Trump’s Victory Will Not Defeat Immigrants or Constitutional Rights
By Jackie Vimo, NILC economic justice policy analyst
NOVEMBER 10, 2016
Tuesday’s election signaled the start of a difficult period for immigrants in the United States. On the campaign trail, President-elect Trump said he would impose many policies that would tear communities apart, including mass deportations and a ban on Muslim immigrants. He made a lot of promises, but campaigning is not governing. In fact, Trump has already backtracked on his plan for a mass deportation initiative.
But Trump isn’t president yet. We have two-and-a-half months to make sure communities are prepared for whatever comes next. We strongly believe that his campaign promises would trample upon the civil and constitutional rights of many Americans and aspiring Americans, and we’ll use all the legal and political tools at our disposal to prevent the policies he actually enacts from harming our most vulnerable communities.
Trump may have won the election, but he did not erase the U.S. Constitution. One of the first steps you can take to protect your rights is to know what they are, because the Constitution protects everybody who lives in this country. And “everybody” includes immigrants who don’t have immigration documents.
- Officers from any law enforcement agency, including ICE and the Border Patrol, must show you their ID if you ask for it. You have the right to ask them to show you an identity document.
- You have the right to remain silent. You are not required to answer any questions or sign any papers about where you’re from or what your immigration status is.
- You have the right to call and speak with an attorney. Be prepared. Look up the phone number of a lawyer or organization that provides legal help to immigrants. Then memorize their phone number, or write it down and carry it with you wherever you go.
- Begin planning with your family tonight about what each of you will do if one of you is approached or detained by immigration or other law enforcement authorities.
We can also unite to stop Trump’s divisive rhetoric from becoming reality. Trump’s election was not a mandate to enact anti-immigrant policies. As the most unpopular president-elect in U.S. history, with the vast majority of U.S. voters still favoring letting immigrants stay, Trump is standing on a weak foundation.

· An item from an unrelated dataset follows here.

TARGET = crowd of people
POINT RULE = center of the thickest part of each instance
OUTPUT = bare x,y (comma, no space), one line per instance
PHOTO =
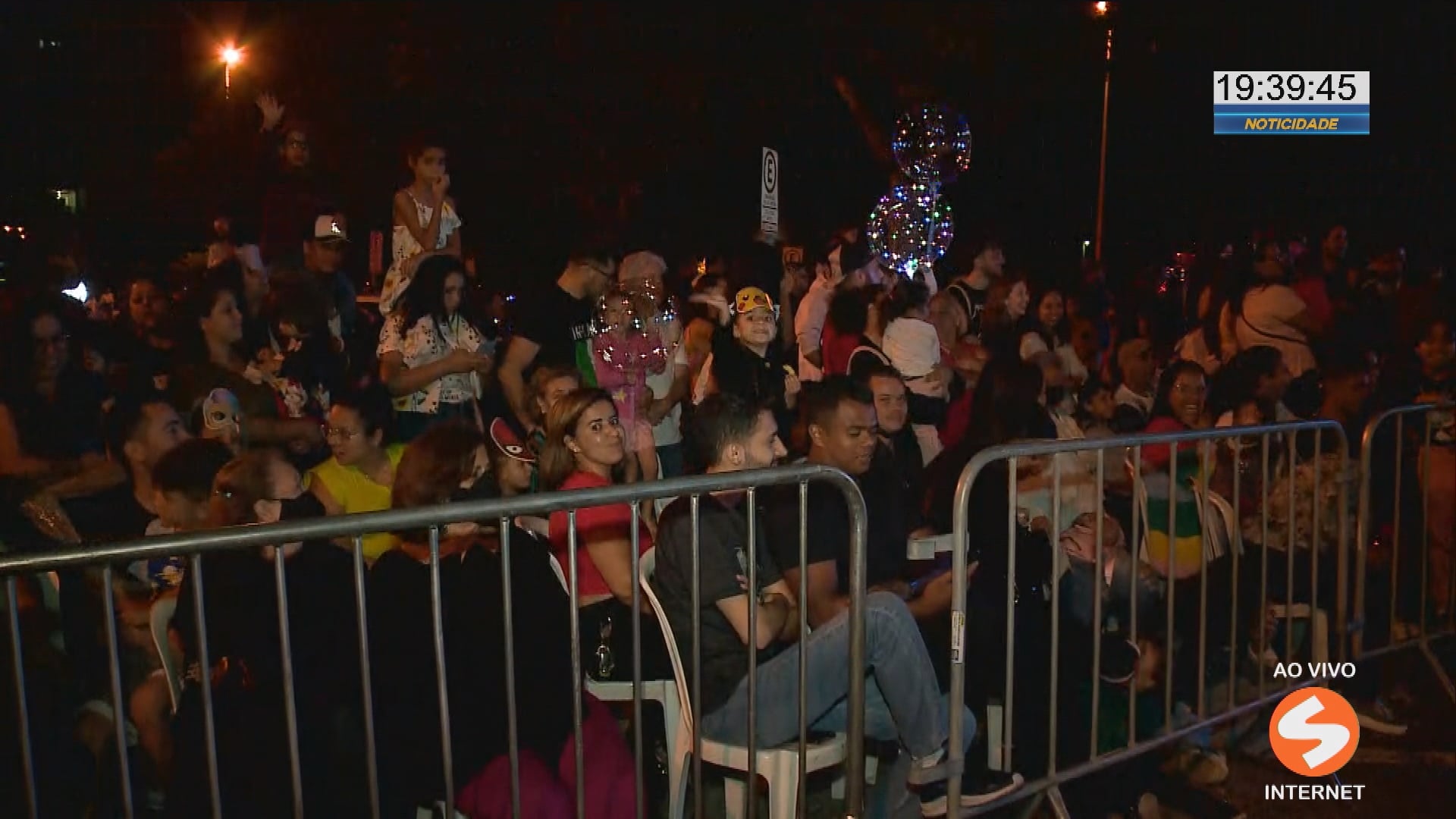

Finally, get involved. If you aren’t already, become active in your local community. Local elected leaders are crucial allies when it comes to protecting all of us, even against bad federal policies. NILC is committed to working with immigrant communities to make sure states and localities pass more inclusive laws. Your neighbors and friends know first-hand the contributions refugees and immigrants make to everyone, and we will work hard to make sure those contributions are recognized.
This is not a time to sit on the sidelines, and we cannot let fear paralyze us. Now is the time to build bridges, to unify and strengthen our communities, and to show that immigrants have always been a crucial element of America’s greatness.